3. Neuro Psycho Pharmacology // Bacopa Monnieri for memory
I thought I'd have a quick look and explain why they're nonsense. Unfortunately, this hasn't proven to afford much in the way of intellectual exercise.

The first paper is by Graunke et al., and concerns, I kid you not, the treatment of tadpoles with homeopathic thyroxin. This is a well-known bad homeopathy paper. The tadpoles in the treatment group were more developed than those in the control group at the start of the experiment, so it wasn't much of a surprise that they were more developed at the end too. There is more discussion of this dreadful rubbish here.

The second paper is the famed Linde et al. meta-analysis, published in 1997. While this paper does say "The results of our meta-analysis are not compatible with the hypothesis that the clinical effects of homeopathy are completely due to placebo", there are some other things to bear in mind:

1. The paper also says "
However, we found insufficient evidence from these studies that homeopathy is clearly efficacious for any single clinical condition".

2. A 1999 paper by the same authors, using improved methodology and including new trials, states that "It seems...likely that our meta-analysis at least overestimated the effects of
homeopathic treatments".

3. A subsequent meta-analysis by Shang et al., published in the Lancet in 2005, using further improved methodology concluded that the results were compatible with homeopathy being a placebo.

Finally, the third study, by Roodenrys et al. in the journal Neuropsychopharmocology, is not about homeopathy at all, but rather about herbal medicine. In homeopathy, remedies are typically diluted such that it is very unlikely that they contain any of the original material: there is no active ingredient. In the Roodenrys study, what is being tested is brahmi, an Indian herb, of which the paper says:

Studies have shown that the herb contains many active constituents, including a number of alkaloids and saponins, however, the major constituents are the steroidal saponins, Bacosides A and B.
So it isn't entirely surprising that brahmi might have some effect.

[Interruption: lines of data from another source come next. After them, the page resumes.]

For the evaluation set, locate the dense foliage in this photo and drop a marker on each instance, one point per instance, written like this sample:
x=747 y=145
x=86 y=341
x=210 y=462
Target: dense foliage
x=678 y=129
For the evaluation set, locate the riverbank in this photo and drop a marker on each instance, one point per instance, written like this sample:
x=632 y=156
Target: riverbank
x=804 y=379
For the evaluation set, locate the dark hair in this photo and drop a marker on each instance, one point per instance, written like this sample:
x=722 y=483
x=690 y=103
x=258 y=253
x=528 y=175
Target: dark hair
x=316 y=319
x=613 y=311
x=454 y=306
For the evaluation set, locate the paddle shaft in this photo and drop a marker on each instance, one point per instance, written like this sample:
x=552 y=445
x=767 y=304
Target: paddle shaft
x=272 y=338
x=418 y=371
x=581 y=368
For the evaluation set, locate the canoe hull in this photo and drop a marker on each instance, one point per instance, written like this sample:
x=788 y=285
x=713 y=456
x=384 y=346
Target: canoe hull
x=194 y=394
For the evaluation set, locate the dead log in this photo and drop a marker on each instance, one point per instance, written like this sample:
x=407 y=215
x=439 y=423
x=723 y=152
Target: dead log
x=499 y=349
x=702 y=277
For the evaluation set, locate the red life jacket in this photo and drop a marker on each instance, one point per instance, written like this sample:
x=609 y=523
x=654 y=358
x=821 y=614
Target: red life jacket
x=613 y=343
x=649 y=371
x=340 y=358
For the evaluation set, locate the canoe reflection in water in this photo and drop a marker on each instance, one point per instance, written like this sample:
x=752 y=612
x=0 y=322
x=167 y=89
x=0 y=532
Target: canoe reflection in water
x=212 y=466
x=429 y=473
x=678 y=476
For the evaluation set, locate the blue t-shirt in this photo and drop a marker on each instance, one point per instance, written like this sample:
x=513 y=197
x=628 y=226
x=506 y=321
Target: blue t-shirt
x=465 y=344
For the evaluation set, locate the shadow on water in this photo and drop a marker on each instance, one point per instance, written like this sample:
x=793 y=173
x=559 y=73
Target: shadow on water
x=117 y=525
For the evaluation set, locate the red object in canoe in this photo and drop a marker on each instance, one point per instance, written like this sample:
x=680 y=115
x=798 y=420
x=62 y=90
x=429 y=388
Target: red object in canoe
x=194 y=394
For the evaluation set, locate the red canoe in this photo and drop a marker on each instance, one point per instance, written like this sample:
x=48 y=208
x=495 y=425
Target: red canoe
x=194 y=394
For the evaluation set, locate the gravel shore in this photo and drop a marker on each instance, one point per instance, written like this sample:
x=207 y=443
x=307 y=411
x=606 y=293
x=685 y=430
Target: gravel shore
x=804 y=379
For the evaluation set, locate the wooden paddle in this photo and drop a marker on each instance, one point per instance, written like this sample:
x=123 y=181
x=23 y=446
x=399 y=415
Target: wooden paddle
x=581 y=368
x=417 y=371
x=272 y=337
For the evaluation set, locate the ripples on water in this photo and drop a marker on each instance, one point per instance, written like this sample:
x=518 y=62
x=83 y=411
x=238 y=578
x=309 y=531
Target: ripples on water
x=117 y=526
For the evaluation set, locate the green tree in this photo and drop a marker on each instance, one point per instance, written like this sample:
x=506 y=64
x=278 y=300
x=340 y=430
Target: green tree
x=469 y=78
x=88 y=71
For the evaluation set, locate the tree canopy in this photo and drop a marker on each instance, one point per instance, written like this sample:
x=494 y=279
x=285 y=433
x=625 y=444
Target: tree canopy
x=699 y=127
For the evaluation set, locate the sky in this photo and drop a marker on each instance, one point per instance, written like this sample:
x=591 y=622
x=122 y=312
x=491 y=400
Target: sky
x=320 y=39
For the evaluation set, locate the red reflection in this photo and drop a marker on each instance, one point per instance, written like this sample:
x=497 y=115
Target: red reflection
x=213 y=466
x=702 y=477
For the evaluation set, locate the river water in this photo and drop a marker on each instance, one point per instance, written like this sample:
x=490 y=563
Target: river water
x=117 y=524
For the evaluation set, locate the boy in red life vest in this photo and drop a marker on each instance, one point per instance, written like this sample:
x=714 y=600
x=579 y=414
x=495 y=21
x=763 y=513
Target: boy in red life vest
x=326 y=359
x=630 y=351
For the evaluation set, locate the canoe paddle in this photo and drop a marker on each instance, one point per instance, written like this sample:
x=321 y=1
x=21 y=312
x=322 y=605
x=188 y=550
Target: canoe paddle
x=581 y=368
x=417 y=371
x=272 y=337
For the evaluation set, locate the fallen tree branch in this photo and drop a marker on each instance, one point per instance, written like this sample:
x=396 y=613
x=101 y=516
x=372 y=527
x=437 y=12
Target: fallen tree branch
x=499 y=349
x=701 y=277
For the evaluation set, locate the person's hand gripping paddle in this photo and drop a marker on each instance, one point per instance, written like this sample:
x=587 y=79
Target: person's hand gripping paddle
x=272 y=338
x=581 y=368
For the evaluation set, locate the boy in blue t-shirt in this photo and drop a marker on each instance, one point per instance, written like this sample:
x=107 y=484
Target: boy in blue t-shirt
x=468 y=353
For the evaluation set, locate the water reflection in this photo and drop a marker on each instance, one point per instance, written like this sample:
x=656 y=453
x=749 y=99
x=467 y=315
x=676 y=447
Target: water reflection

From this fairly cursory glance at the studies provided by Nancy Malik, it's clear that she is from the Dana Ullman school of evaluating journal articles. This involves finding some papers that superficially appear to support your position, and then spamming them all over the internet. Luckily, for this approach there is no need to understand the articles, or even to read them. For people who think that magic water is medicine, that would be rather too much to expect.